L’itinerario del primo stand consente poi di ammirare una serie di fotografie, presentate su tavolette di legno ribaltabili, che rappresentano su un lato una modalità industriale di preparazione di un certo cibo e dall’altra parte una modalità ecosostenibile, umana, più rispettosa dei cicli naturali. Il contrasto è talvolta fortissimo e può portare a spunti di riflessione importante nei confronti della scelta alimentare e sociale che viene fatta sul cibo.
Proseguendo nel percorso di conoscenza si è immediatamente attratti da una enorme statua rappresentante una immagine pseudoumana completamente costituita da chicchi di mais.
La statua è la scusa per poter discutere di una produzione che è diventata la massima produzione agricola del mondo e che è tragicamente correlata, almeno dal punto di vista epidemiologico, con l’aumento dell’obesità mondiale.
Spesso sento persone che di fronte alla indicazione di una reattività alimentare al mais o ai suoi derivati dicono di non avere mai mangiato pop-corn, pannocchie o polenta (le forme più tipicamente considerate correlate al mais, che valgono meno dell’1% dei consumi), senza sapere che gli animali d’allevamento vengono quasi integralmente nutriti a mais (80% della produzione mondiale è usata per questo scopo) e che il 20% della produzione di mais mondiale è utilizzato per la produzione di derivati soprattutto zuccherini come il HFCS (High Fructose Corn Syrup), che arrivano a costituire la parte dolce di snack, merendine, bibite, sughi, salse e un’infinità di altri prodotti industriali.

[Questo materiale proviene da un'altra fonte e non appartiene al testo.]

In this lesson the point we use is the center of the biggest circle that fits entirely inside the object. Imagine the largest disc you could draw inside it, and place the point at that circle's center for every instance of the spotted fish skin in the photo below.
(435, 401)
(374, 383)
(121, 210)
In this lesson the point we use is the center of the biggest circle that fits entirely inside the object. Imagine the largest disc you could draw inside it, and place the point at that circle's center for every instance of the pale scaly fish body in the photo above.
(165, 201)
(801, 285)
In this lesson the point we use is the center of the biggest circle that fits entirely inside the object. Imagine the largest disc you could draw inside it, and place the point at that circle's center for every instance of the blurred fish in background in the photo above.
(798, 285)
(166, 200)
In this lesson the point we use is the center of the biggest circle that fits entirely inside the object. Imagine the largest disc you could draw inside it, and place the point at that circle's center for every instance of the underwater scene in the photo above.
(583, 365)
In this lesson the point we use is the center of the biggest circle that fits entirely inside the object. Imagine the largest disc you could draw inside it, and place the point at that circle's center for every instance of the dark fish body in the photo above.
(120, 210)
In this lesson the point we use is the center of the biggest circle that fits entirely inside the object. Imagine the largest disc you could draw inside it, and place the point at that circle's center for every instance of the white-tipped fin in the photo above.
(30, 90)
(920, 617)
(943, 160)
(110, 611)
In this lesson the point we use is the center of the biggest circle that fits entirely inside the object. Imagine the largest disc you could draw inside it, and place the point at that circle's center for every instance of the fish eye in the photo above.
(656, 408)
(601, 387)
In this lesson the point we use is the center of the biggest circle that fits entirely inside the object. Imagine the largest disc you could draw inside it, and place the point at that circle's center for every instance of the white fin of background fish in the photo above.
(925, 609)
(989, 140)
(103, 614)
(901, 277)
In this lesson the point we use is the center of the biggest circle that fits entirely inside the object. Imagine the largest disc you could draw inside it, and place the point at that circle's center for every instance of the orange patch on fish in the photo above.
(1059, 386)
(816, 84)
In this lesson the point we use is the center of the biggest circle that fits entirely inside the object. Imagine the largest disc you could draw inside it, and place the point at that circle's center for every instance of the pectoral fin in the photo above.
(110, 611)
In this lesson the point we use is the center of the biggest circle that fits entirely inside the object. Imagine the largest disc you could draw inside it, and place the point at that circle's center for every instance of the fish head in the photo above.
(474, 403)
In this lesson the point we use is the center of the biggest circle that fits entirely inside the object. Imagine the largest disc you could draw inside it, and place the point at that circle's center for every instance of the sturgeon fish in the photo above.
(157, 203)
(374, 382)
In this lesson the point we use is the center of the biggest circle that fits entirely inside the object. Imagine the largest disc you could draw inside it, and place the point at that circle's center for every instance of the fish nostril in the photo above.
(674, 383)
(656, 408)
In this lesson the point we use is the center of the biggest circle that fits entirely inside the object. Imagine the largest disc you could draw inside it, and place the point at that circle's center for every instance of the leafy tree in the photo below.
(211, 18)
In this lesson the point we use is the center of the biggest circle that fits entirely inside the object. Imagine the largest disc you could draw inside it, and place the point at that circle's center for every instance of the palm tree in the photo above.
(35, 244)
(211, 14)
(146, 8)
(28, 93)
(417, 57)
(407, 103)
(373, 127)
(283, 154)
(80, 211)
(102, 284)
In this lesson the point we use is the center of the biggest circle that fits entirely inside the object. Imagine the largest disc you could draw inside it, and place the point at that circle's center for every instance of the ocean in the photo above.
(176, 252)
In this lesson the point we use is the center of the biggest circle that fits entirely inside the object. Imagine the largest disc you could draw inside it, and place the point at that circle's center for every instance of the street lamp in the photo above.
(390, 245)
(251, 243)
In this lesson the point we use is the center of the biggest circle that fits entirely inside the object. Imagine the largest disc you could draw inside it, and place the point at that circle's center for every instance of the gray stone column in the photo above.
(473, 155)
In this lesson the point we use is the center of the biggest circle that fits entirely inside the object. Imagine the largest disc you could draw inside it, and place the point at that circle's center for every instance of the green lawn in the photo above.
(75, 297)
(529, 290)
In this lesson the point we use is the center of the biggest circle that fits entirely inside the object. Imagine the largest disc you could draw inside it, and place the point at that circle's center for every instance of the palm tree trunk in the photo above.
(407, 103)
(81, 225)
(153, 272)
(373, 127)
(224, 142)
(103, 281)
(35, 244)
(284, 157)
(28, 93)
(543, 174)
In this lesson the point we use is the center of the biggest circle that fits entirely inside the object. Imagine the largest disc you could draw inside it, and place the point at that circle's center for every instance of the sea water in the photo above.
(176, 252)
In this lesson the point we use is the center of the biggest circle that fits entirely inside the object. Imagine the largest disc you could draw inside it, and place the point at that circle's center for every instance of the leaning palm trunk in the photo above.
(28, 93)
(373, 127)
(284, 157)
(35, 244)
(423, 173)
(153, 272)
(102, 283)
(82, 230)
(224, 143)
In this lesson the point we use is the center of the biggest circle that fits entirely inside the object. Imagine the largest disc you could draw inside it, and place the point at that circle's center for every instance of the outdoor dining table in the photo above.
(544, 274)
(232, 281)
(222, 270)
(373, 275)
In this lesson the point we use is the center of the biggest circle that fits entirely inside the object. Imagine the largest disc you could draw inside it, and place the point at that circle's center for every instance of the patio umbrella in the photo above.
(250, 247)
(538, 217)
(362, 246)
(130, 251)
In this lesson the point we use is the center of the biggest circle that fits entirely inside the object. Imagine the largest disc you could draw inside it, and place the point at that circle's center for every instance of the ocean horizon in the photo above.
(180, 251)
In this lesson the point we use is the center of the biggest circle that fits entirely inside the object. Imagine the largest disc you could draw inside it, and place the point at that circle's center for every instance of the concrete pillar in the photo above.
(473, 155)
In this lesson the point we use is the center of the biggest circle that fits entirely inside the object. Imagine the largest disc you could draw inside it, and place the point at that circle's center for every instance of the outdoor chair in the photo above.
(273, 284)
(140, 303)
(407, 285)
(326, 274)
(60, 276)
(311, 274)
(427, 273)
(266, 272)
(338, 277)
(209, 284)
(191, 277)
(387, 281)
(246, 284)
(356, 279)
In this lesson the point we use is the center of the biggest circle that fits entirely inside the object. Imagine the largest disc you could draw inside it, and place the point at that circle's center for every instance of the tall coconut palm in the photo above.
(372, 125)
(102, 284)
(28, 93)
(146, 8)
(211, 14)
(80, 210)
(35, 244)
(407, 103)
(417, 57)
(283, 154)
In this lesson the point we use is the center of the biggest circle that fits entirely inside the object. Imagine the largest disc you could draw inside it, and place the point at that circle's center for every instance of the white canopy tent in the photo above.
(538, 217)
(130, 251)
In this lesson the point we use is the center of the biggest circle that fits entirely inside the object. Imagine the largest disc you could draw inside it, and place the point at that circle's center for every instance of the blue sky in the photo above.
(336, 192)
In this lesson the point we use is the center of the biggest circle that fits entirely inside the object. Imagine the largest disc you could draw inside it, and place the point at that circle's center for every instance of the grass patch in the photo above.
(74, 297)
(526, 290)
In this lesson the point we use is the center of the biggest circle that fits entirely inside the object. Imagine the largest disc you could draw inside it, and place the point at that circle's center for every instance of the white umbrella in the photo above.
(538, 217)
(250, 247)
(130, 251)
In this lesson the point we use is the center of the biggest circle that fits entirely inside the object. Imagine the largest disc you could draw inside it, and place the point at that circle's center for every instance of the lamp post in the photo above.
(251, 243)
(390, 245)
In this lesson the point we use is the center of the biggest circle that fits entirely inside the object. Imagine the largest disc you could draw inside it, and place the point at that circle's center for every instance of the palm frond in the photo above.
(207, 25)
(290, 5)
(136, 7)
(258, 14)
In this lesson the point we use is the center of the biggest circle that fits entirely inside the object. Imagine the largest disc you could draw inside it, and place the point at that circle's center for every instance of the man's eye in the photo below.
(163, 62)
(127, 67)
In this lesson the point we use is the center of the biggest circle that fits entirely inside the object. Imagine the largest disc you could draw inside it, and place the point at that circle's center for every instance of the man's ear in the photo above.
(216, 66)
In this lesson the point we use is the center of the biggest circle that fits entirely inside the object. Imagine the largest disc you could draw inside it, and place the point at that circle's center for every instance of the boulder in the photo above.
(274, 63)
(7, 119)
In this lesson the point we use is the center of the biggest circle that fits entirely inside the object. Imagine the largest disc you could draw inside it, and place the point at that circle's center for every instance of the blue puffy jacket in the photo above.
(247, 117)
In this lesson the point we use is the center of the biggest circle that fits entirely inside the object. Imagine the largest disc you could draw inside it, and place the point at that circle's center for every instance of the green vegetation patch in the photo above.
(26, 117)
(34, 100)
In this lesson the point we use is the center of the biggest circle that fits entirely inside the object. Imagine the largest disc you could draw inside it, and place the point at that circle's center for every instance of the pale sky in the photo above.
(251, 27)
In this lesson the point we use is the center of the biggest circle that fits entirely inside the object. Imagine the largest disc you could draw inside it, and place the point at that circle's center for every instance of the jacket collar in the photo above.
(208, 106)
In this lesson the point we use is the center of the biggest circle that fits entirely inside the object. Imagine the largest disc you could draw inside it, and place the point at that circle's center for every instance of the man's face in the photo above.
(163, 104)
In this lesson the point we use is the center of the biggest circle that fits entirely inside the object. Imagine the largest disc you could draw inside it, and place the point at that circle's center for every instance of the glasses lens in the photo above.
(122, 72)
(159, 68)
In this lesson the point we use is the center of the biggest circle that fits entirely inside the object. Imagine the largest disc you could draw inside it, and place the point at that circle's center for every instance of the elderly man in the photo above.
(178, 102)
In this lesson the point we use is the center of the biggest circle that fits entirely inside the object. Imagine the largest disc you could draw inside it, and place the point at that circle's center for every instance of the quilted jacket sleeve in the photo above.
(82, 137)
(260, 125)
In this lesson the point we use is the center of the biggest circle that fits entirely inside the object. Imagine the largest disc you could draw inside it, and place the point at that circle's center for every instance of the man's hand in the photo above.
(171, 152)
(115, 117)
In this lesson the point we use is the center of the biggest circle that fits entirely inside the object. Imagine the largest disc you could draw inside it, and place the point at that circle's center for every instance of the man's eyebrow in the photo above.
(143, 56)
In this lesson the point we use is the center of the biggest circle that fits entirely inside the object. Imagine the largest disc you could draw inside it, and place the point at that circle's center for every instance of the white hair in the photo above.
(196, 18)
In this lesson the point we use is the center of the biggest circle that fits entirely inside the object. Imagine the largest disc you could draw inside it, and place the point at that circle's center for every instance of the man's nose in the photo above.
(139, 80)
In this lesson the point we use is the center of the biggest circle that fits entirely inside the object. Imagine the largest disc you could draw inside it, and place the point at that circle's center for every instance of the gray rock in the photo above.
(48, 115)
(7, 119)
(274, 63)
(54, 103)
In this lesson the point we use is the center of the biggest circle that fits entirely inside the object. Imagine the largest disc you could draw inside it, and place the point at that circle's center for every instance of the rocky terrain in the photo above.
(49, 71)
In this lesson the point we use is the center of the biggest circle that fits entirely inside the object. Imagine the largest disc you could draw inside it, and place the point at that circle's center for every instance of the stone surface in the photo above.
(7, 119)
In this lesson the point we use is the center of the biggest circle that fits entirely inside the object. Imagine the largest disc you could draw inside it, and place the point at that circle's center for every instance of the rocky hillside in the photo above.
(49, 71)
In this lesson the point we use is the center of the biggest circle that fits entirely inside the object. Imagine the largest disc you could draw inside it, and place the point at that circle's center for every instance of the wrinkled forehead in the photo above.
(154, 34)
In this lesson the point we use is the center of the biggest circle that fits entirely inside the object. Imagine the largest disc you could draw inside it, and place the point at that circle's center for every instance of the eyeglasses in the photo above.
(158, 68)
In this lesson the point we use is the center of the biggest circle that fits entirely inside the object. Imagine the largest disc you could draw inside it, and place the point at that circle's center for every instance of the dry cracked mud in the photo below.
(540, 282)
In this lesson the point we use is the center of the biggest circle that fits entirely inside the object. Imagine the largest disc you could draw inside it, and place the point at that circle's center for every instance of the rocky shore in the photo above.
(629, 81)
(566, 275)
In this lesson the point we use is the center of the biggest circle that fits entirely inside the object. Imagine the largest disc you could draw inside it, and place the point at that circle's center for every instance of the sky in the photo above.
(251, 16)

La relazione tra HFCS e obesità è strettissima. Dovunque questo sia utilizzato come sostanza dolce, esiste un incremento di obesità tra la popolazione. La preparazione di HFCS incrementa la velocità di assorbimento delle calorie e aumenta le calorie disponibili all’interno di cibi normalmente più poveri.
La frase di Michael Pollan presentata in una delle fotografie che correla questo articolo (“Se è vero che siamo quello che mangiamo, allora siamo Mais”), è emblematica.
Dando spazio solo a culture intensive di singoli cereali si rischia di perdere l’importante valore evoluzionistico della diversità e della sostenibilità, che garantiscono gusto e rispetto di nicchie biologiche di cui il mondo ha disperatamente bisogno per sopravvivere.
Basterebbe la visita di questa sola area per passare più di un’ora con i propri studenti e con i ragazzi per raccogliere racconti, storie, dati e valutazioni e per interiorizzare immagini e filmati che aiutano a capire il valore di questo processo per la nutrizione di ogni singolo individuo e dell’intero pianeta.
Il percorso prosegue poi in una delle altre “casette” Slow Food dove è possibile acquistare alcuni prodotti e degustare (costo medio, non basso) alcuni dei prodotti correlati con i presìdi di produzione diffusi in tutto il mondo.
Ho assaggiato così tre tipi di formaggi italiani e un formaggio Gouda olandese preparato con latte crudo, con un gusto assolutamente diverso da tutti i formaggi olandesi mai assaggiati finora.
Mi ha fatto molto piacere che le gallette estruse biologiche di mais proposte durante la degustazione fossero le stesse che quest’anno abbiamo suggerito nei pacchi per la scoperta di nuovi cereali della fondazione Rava. Si tratta di mais prodotto biologicamente da varietà cresciute nel nostro paese (mais rosso ottofile ad esempio) o di gallette di riso integrale.
La ricchezza di questa esperienza nasce anche dalla possibilità di parlare con gli addetti agli stand.
Giovani e meno giovani sono disponibili a parlare, raccontare la loro esperienza di lavoro individuale, discutere di alcuni dei temi proposti dai padiglioni. Arricchire l’esperienza del tatto, del gusto e della vista, miscelati con l’aspetto della conoscenza e del confronto con le idee di chi lavora in quest’ambito, è di estremo interesse.
Sono fermamente convinto del valore fieristico di Expo, legato alla commistione di aspetti culinari, culturali e sociali.
Il mio è un invito a tutti, per aggiungere quest’esperienza di riflessione a quella ludica e giocosa che spesso si percepisce camminando in Expo tra Cardo e Decumano.